Why Is Finance So Afraid of Technology and Automation?

03/29/2023

The robots are coming…and they’re going to take over the world! If you’ve watched any sci-fi films or TV shows, it’s hard to escape the narrative that technology is something to fear.

Even though it’s 2023, that narrative is still playing out and working its magic in some industries like finance. So, you see a lot of finance professionals who shy away from using tech in their roles because it’s the ‘unknown.’ It doesn’t help that 47% of employees in financial services believe technology is putting their job at risk. And when you consider the sheer amount of work on a finance or credit manager’s plate, the idea of having to use technology can sometimes feel like a burden – one that could get in the way of the work they need to do.

Rather than ponder on this subject myself, I thought it’d be far more valuable if I asked finance automation and credit risk experts from Quadient, upSWOT and Creditsafe.

Chapter 1

What’s driving finance’s fear of technology and hesitation to automate processes?

While I can certainly understand where these fears are coming from, our ‘Feeling the Recession Pinch’ study reveals that 37% of business leaders are realizing tech and automation lags within their finance function could throw their businesses into financial ruin and make it tough to keep cash flowing in the face of a recession this year. In particular, using manual, outdated processes and tools (21%) was cited as the biggest cash flow management mistake, followed by failing to automate the accounts payable and accounts receivable processes (16%).

Adam Dolby, SVP Partnerships and Alliances at upSWOT, thinks a fear of technology is what’s made the finance profession so slow to automate processes.

“If you look at the jobs across financial services, there are certainly some jobs that are at risk due to technology and automation. But you have to remember, financial services is a relationship-driven industry at its core and relies heavily on trust.

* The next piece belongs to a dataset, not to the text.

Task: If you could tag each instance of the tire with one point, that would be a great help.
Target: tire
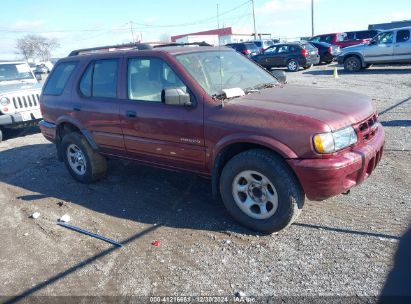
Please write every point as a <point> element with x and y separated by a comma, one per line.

So, it’s not so far-fetched that finance professionals worry about tech ‘taking over’ and replacing them.

And while those fears may not hurt business growth when the economy is calm, it’s a completely different situation when you find yourself in a recession. With rising inflation, a cost-of-living crisis, increasing energy prices, rising materials costs, supply chain disruptions and an ongoing labor shortage following the pandemic’s ‘Great Resignation,’ businesses can’t afford to let those fears take over. It’s in uncertain times like we’re in today that business leaders will be faced with tough decisions. Nothing will be black and white – there will be nuances to every challenge faced and decision made.”

Economic recession

Now, there’s another perspective to consider. According to Ed Willis, Director of Channel Sales at Quadient, there are common myths driving the tech and automation lags in finance.  

“A lot of finance teams will say: ‘We get cash when we get cash. Most late payments are just part and parcel of doing business and they typically come from a subset of delinquent customers. There really is little we can do to impact or change those customer’s behaviors.’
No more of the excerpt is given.